= Carlos Busqued =

Argentine writer (1970–2021)

Carlos Busqued (1970 – March 29, 2021) was an Argentine writer, radio producer, engineer and university professor in the Department of Engineering at the University of Córdoba.

==Early life==
Carlos Sebastián Busqued was born in the city of Presidencia Roque Sáenz Peña, province of Chaco, Argentina, in 1970. He lived there until the age of fifteen, when he moved to the city of Córdoba and finished his high school education. In Córdoba, he studied mechanical engineering, graduated and tried to study Literature, but dropped out just a few months after starting it. Between 2006 and 2007, he settled in the city of Buenos Aires.

=== Work in radio, literature and teaching ===
Busqued taught at the Universidad Tecnológica Nacional de Buenos Aires, in addition to traveling twice a month to the city of Córdoba to give classes there. He was also a member of the Executive Committee of EDUTECNE, the publishing house of the UTN. As a radio producer, he produced the radio programs El otoño en Pekín, Vidas Ejemplares and Prisionero del Planeta Infierno, besides having collaborated in the magazine El Ojo con Dientes and in the last issue of the magazine Cerdos y Peces.

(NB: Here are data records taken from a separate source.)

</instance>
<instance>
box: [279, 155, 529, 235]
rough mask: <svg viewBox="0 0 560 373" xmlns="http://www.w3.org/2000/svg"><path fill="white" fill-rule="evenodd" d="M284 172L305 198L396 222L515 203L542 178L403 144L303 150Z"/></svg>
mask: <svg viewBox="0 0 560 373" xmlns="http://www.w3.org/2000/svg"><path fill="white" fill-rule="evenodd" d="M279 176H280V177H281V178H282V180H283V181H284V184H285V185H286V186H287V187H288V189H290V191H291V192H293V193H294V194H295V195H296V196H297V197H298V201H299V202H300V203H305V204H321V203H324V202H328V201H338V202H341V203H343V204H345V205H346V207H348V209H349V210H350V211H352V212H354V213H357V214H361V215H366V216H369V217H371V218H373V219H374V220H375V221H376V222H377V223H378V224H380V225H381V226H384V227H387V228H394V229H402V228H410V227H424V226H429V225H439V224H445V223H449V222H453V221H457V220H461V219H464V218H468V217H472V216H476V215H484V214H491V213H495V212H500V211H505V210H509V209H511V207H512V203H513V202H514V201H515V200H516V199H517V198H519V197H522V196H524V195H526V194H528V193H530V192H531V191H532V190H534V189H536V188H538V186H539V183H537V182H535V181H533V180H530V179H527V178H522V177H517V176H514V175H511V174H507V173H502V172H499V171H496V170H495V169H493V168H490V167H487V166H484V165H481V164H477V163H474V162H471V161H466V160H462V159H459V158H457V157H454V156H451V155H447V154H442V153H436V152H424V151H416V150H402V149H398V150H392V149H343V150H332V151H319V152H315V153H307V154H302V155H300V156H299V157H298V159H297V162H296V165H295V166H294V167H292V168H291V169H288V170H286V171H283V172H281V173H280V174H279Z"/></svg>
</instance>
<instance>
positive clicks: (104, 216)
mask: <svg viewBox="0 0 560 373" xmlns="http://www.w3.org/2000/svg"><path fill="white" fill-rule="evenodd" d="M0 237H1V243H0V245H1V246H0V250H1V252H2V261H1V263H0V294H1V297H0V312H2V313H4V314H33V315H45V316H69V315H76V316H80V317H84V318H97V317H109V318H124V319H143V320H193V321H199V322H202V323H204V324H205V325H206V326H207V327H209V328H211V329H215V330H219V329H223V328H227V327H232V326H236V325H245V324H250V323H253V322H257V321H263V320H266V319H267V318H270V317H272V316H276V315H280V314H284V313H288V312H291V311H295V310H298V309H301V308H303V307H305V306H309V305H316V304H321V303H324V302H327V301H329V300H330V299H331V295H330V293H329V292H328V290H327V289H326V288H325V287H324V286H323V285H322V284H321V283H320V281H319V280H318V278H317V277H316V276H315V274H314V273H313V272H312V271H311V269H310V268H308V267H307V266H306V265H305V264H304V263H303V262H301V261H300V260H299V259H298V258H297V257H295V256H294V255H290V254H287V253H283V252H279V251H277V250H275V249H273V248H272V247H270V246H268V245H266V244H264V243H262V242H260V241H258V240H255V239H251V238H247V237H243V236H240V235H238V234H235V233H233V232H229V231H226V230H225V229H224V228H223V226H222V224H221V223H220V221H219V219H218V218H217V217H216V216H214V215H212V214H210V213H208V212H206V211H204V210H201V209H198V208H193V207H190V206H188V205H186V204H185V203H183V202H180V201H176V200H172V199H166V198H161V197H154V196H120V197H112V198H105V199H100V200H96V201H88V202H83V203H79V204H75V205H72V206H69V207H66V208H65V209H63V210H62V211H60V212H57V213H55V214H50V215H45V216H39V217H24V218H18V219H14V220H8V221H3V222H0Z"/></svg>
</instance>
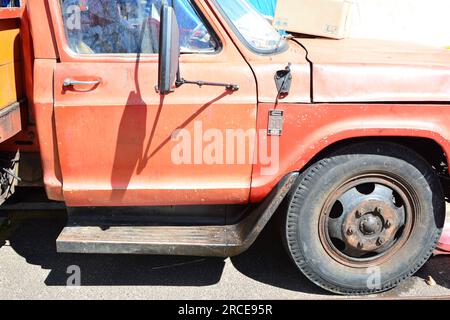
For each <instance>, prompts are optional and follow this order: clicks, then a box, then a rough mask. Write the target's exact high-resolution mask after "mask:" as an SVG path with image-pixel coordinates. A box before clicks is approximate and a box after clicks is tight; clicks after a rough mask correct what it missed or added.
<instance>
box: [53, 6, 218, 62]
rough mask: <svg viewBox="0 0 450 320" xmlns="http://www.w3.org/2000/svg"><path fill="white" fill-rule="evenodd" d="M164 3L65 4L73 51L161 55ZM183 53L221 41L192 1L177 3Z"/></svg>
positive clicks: (93, 53)
mask: <svg viewBox="0 0 450 320" xmlns="http://www.w3.org/2000/svg"><path fill="white" fill-rule="evenodd" d="M161 2H162V1H161V0H61V7H62V14H63V20H64V27H65V32H66V37H67V40H68V43H69V47H70V48H71V49H72V50H73V51H74V52H76V53H80V54H118V53H124V54H127V53H130V54H136V53H158V43H159V25H160V9H161ZM174 2H175V3H174V6H175V11H176V15H177V20H178V24H179V26H180V45H181V51H182V53H201V52H215V51H216V50H217V49H218V41H216V38H215V37H214V36H213V34H212V33H211V32H210V31H209V30H208V28H207V27H206V25H205V23H204V22H203V20H202V19H201V18H200V16H199V15H198V14H197V12H196V10H195V8H194V6H193V4H192V3H191V1H189V0H174Z"/></svg>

As a writer, Busqued published in 2009 his first book, the novel Bajo este sol tremendo, in the Spanish publishing house Anagrama. It was a semi-finalist for the Herralde Prize in 2008, translated into English, Italian, French and German; and later made into a film by Israel Adrián Caetano in 2017, under the title El otro hermano. Nine years later, in 2018, the writer published his second and last book, the non-fiction novel Magnetizado. At the beginning of 2019, Busqued faced a court case for sexual abuse after being denounced by a woman at the Domestic Violence Office of the city of Buenos Aires. Following this, a perimetral restraining order was imposed on the writer, to which he responded with a prohibition of mutual contact towards the complainant after she had contacted him, in May 2019. Finally, after the complainant was given the possibility of advancing a criminal action and Busqued had denounced that the facts did not occur, the case was filed.

=== Death ===
Busqued died at his home in the neighborhood of San Cristóbal, Buenos Aires, on March 29, 2021, at the age of fifty, due to a heart attack. After his death, several writers, Internet users and public figures expressed their grief through social networks.
=== Works ===
Bajo este sol tremendo (2008)
Magnetizado: una conversación con Ricardo Melogno/ Magnetized: Conversations with a Serial Killer (2018 Sp, 2020 Eng.)